Many studies have demonstrated that thyrotropin-releasing hormone (TRH) produces various beneficial effects in the treatment of shock. TRH has been proposed to reverse the cardiovascular depression of endogenous opioid peptides. Nevertheless, it remains unknown whether opioid receptors are truly involved in this process. We designed experiments to study the importance of delta and kappa opioid receptors in the beneficial effects of TRH in hemorrhagic shock in rabbits and on opiate receptors following hemorrhagic shock in rats. The results indicated that TRH (50 micrograms, i.c.v.) significantly improved the mean arterial pressure (MAP), left ventricular systolic pressure (LVSP), and the maximal rate of ventricular systolic pressure changes (+/- dp/dtmax) during hemorrhagic shock in rabbits.

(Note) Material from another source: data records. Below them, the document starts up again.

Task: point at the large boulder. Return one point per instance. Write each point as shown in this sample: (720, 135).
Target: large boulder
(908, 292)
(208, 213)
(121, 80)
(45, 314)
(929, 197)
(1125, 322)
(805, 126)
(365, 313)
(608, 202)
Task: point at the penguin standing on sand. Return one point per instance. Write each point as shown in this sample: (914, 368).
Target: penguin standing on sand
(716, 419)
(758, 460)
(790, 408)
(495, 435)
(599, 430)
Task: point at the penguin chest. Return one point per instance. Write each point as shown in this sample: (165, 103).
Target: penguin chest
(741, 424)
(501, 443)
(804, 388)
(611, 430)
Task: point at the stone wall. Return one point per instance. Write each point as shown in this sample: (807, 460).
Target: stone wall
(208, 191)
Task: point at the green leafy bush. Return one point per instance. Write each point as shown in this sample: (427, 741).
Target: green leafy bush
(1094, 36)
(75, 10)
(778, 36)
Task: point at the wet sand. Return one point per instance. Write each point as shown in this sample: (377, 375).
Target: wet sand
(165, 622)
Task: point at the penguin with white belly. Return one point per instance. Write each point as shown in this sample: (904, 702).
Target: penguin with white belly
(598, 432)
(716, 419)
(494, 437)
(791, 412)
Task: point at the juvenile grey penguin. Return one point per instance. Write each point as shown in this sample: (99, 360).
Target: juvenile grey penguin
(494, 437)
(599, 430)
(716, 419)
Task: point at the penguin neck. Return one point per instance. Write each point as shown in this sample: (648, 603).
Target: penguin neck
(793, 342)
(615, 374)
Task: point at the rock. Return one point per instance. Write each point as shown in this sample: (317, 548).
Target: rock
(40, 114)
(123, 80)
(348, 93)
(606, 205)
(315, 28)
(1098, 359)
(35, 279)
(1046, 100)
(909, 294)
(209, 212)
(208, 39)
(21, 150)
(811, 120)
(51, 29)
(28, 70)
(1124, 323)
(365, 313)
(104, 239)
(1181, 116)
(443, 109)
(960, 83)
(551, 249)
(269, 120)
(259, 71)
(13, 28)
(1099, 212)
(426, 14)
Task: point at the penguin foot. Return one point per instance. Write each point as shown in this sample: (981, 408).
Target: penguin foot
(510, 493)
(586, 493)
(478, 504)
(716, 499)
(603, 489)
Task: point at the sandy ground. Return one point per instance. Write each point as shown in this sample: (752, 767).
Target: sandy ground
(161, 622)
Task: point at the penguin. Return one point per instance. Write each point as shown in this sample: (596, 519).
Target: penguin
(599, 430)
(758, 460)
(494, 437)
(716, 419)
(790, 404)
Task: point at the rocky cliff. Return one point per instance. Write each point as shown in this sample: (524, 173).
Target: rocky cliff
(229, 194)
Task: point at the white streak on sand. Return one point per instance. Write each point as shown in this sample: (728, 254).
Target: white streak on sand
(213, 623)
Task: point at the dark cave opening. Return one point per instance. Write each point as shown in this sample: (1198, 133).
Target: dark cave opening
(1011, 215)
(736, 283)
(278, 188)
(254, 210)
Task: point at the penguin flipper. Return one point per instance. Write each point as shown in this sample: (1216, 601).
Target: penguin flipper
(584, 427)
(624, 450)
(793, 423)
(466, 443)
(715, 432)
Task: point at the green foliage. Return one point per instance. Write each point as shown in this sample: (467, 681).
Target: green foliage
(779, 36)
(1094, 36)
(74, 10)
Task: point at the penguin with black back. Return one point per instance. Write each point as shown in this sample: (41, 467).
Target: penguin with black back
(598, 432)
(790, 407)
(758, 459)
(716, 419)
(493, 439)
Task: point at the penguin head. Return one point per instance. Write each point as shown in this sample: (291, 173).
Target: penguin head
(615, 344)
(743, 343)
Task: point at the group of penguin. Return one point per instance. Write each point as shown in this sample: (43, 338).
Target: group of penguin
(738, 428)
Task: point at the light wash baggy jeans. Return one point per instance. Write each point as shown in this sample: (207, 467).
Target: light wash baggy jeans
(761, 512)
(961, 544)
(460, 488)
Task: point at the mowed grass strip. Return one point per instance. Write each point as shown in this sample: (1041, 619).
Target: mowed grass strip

This TRH effect was abolished by pretreatment with ICI174,864 (50 micrograms, i.c.v.), a highly selective delta opioid receptor antagonist, but not by pretreatment with nor-binaltorphimine (Nor-BNI, 50 micrograms, i.c.v.), a highly selective kappa opioid receptor antagonist. The maximal binding capacity (Bmax) of brain delta and kappa opioid receptors significantly increased following hemorrhagic shock, but the receptor affinity (Kd) did not change. TRH (5 mg/kg, i.v.) decreased the number (Bmax) of brain delta opioid receptors significantly, but it did not influence the receptor affinity. TRH did not influence the Bmax or affinity of brain kappa opioid receptors. These findings suggest that opioid receptors play an important role in mediating the antishock property of TRH. TRH-induced down-regulation of the number of brain opioid receptors may be one of the important mechanisms by which TRH exercises its protective effects in the treatment of shock.